Chapter 13                  Grade 10

April 21

 


There's something I find so calming about a new book, more specifically, the new book smell.

I just have to hold it up to my face and let the pages flip through my hands for that fresh, hot-off-the-press aroma, and suddenly nothing seems so bad. For weeks after I'd be too afraid to let so much as a scratch mar the surface. No bent corners, no fraying edges, pages perfectly flat against each other, and a completely straight spine. I'd treat that new book like some kind of antique, like if I handled it too roughly it would fall apart in my hands.

I'd wince at the first inevitable crease down the spine; mourn the first watery brown drop of a coffee stain on the pristine surface. And the rule was no hardcover books ever, I hated those dust jackets and how easily and quickly they got torn and bent out of shape, destroying the whole beauty of the cover page until you were forced to take it off and be left with a bland solid casing.

Books weren't just something to be read and tossed aside; they made up a work of art on a bookshelf, a window into the life of a stranger, a friend who was always there for you. Some people might call it weird, crazy, obsessive… but I called it comfort.

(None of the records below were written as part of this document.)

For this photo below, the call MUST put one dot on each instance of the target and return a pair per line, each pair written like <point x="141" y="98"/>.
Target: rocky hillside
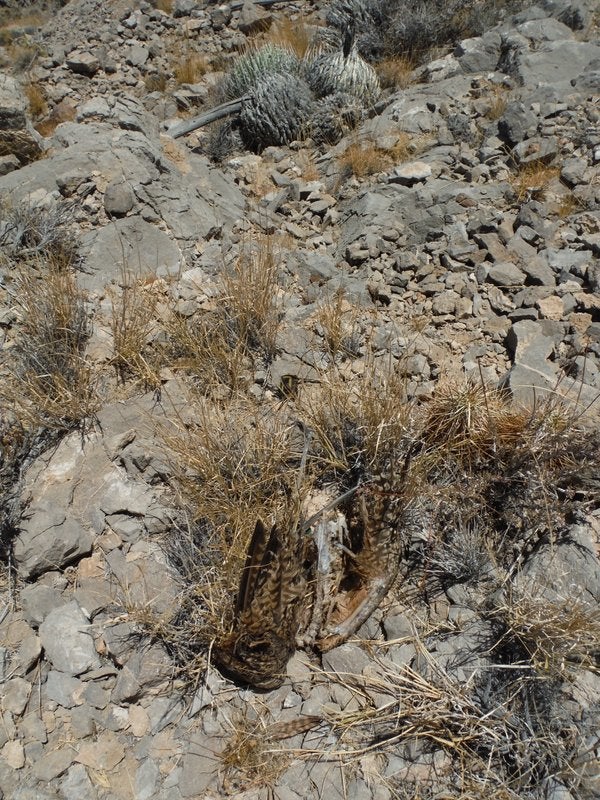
<point x="299" y="443"/>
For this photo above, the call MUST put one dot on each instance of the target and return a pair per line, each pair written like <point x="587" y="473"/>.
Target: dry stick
<point x="224" y="110"/>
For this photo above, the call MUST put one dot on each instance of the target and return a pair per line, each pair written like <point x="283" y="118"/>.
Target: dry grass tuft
<point x="555" y="636"/>
<point x="249" y="759"/>
<point x="37" y="101"/>
<point x="51" y="383"/>
<point x="133" y="322"/>
<point x="472" y="422"/>
<point x="163" y="5"/>
<point x="252" y="298"/>
<point x="533" y="180"/>
<point x="189" y="67"/>
<point x="338" y="319"/>
<point x="34" y="234"/>
<point x="360" y="423"/>
<point x="294" y="35"/>
<point x="363" y="158"/>
<point x="63" y="112"/>
<point x="237" y="465"/>
<point x="156" y="82"/>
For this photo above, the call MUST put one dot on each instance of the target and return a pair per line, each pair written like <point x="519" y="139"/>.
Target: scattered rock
<point x="67" y="639"/>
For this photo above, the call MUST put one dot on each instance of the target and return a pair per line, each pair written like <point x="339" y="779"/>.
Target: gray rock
<point x="62" y="688"/>
<point x="8" y="164"/>
<point x="38" y="600"/>
<point x="83" y="63"/>
<point x="556" y="64"/>
<point x="253" y="19"/>
<point x="346" y="659"/>
<point x="479" y="54"/>
<point x="146" y="779"/>
<point x="570" y="570"/>
<point x="200" y="765"/>
<point x="119" y="198"/>
<point x="516" y="123"/>
<point x="67" y="640"/>
<point x="48" y="540"/>
<point x="532" y="374"/>
<point x="538" y="148"/>
<point x="183" y="8"/>
<point x="26" y="793"/>
<point x="53" y="764"/>
<point x="13" y="104"/>
<point x="128" y="244"/>
<point x="505" y="274"/>
<point x="76" y="784"/>
<point x="538" y="272"/>
<point x="137" y="55"/>
<point x="410" y="173"/>
<point x="15" y="695"/>
<point x="145" y="670"/>
<point x="27" y="655"/>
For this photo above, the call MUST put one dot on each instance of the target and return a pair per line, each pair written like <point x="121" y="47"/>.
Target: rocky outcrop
<point x="455" y="233"/>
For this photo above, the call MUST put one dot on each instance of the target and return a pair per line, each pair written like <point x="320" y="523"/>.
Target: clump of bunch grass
<point x="51" y="383"/>
<point x="291" y="35"/>
<point x="29" y="233"/>
<point x="224" y="343"/>
<point x="533" y="180"/>
<point x="189" y="68"/>
<point x="249" y="759"/>
<point x="364" y="157"/>
<point x="360" y="423"/>
<point x="338" y="319"/>
<point x="133" y="322"/>
<point x="556" y="636"/>
<point x="236" y="465"/>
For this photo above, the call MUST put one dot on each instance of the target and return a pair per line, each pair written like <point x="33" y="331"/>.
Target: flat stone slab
<point x="67" y="640"/>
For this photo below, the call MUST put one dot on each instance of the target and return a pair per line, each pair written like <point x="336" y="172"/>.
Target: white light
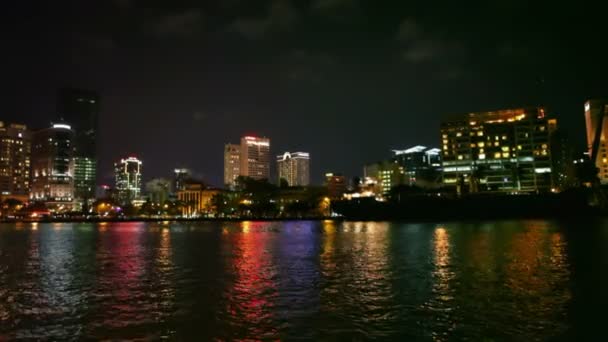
<point x="64" y="126"/>
<point x="414" y="149"/>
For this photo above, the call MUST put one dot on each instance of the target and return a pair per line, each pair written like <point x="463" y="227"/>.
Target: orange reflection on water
<point x="442" y="272"/>
<point x="120" y="257"/>
<point x="254" y="291"/>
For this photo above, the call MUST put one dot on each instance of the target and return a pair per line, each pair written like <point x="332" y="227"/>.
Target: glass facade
<point x="128" y="180"/>
<point x="294" y="168"/>
<point x="15" y="154"/>
<point x="500" y="151"/>
<point x="53" y="166"/>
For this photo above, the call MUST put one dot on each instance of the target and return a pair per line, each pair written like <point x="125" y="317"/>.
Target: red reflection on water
<point x="253" y="289"/>
<point x="121" y="264"/>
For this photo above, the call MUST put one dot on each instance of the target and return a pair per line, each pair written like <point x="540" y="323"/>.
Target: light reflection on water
<point x="520" y="280"/>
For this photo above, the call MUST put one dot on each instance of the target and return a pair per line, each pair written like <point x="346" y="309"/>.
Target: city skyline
<point x="288" y="69"/>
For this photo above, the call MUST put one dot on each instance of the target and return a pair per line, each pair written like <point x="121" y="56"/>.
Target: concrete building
<point x="158" y="190"/>
<point x="128" y="174"/>
<point x="255" y="157"/>
<point x="232" y="164"/>
<point x="596" y="112"/>
<point x="501" y="151"/>
<point x="336" y="185"/>
<point x="294" y="168"/>
<point x="385" y="175"/>
<point x="181" y="177"/>
<point x="15" y="159"/>
<point x="53" y="167"/>
<point x="196" y="199"/>
<point x="81" y="109"/>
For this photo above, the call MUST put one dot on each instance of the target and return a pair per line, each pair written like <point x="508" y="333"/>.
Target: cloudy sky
<point x="346" y="80"/>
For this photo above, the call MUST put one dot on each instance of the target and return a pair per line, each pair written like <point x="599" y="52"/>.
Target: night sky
<point x="346" y="80"/>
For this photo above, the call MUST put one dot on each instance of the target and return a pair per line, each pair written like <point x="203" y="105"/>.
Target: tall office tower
<point x="15" y="154"/>
<point x="500" y="151"/>
<point x="255" y="157"/>
<point x="232" y="164"/>
<point x="596" y="112"/>
<point x="53" y="167"/>
<point x="336" y="185"/>
<point x="294" y="168"/>
<point x="181" y="177"/>
<point x="128" y="180"/>
<point x="81" y="109"/>
<point x="421" y="165"/>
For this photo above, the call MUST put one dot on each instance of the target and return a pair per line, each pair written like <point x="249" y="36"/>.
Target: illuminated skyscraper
<point x="81" y="109"/>
<point x="500" y="151"/>
<point x="128" y="180"/>
<point x="53" y="167"/>
<point x="294" y="168"/>
<point x="15" y="154"/>
<point x="181" y="176"/>
<point x="596" y="113"/>
<point x="232" y="163"/>
<point x="255" y="157"/>
<point x="336" y="185"/>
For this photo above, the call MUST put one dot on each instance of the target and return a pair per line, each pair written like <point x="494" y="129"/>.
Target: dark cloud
<point x="281" y="16"/>
<point x="331" y="5"/>
<point x="307" y="66"/>
<point x="408" y="30"/>
<point x="420" y="46"/>
<point x="183" y="24"/>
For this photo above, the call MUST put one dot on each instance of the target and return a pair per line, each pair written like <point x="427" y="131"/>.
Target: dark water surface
<point x="519" y="280"/>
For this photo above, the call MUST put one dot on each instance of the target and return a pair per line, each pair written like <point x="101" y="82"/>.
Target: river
<point x="306" y="280"/>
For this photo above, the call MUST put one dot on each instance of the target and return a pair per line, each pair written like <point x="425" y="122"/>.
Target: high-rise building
<point x="232" y="164"/>
<point x="255" y="157"/>
<point x="81" y="109"/>
<point x="128" y="180"/>
<point x="53" y="167"/>
<point x="158" y="190"/>
<point x="336" y="185"/>
<point x="15" y="154"/>
<point x="500" y="151"/>
<point x="197" y="198"/>
<point x="386" y="175"/>
<point x="181" y="177"/>
<point x="294" y="168"/>
<point x="596" y="113"/>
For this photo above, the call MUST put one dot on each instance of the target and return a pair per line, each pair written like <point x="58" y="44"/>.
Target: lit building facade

While I was reading I could be anywhere and anyone. While reading I always got the guy, saved the day, or beat all the odds. I'd cringe at the dramatic irony that foiled the characters I held so dear, and barely held back the tears when things didn’t go just right. I’d rage and fume at the arrogant jerk who always made things worse and then turn around and love him just as much as the character I always pretended to be.

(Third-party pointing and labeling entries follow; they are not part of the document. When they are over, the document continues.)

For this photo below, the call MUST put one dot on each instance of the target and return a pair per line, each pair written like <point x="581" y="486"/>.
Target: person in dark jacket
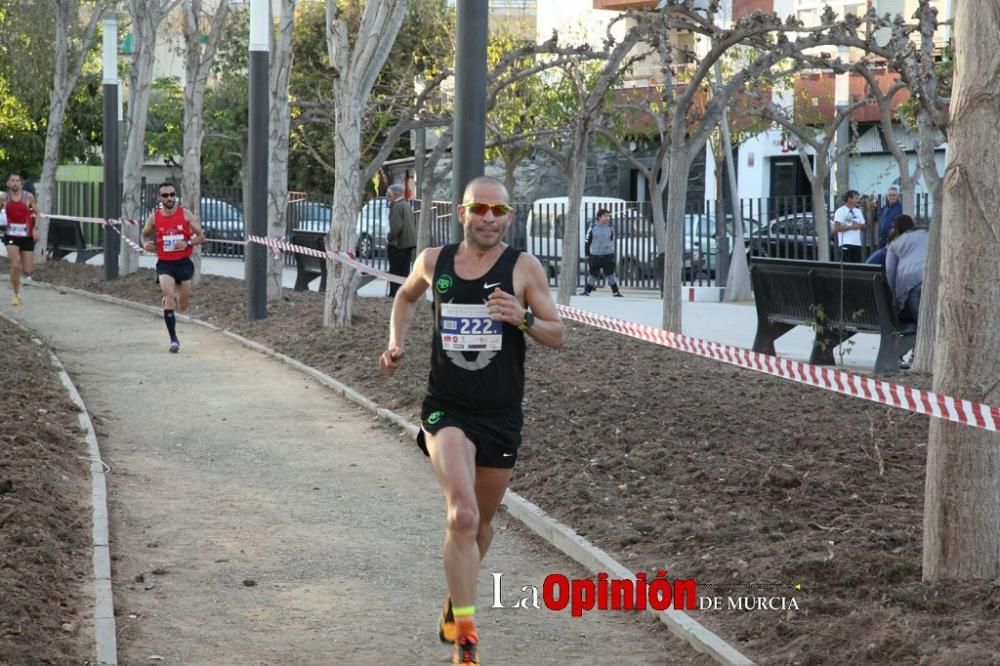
<point x="402" y="237"/>
<point x="904" y="267"/>
<point x="893" y="208"/>
<point x="599" y="245"/>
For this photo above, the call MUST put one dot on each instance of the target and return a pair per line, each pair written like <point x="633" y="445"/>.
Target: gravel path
<point x="258" y="518"/>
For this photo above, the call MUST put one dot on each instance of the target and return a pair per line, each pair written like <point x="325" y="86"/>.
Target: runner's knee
<point x="463" y="517"/>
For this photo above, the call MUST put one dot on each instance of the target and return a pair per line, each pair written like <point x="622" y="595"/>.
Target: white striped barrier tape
<point x="965" y="412"/>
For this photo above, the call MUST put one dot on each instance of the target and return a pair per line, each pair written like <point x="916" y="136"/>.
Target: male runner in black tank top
<point x="486" y="297"/>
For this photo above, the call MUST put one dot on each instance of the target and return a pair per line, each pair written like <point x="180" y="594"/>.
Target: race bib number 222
<point x="468" y="327"/>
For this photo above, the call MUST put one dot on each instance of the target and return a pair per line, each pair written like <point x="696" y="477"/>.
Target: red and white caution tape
<point x="966" y="412"/>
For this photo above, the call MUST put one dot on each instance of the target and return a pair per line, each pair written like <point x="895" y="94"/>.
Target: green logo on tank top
<point x="443" y="284"/>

And those little moments, the ones that never failed to make you sigh into a pillow every time you read them, they felt like they were mine, my own piece of magic locked up in a chest that I could go back to whenever I wanted. Sometimes the 'me' I pretended to be felt more real than my actual life.

With great reluctance I gently closed the book held so reverently in front of me and found it a place of honor on my bookshelf among the other jewel toned and loud graphic covers with their sultry black and shiny metallic titles.

Like turning off the mute button on the TV and having the volume abruptly blare out, the argument downstairs filtered through my hazy state in suddenly sharp focus, and it was obvious my parents had been working up to that pitch for a while. Just like that the magic was gone, like a quivering soap bubble being popped.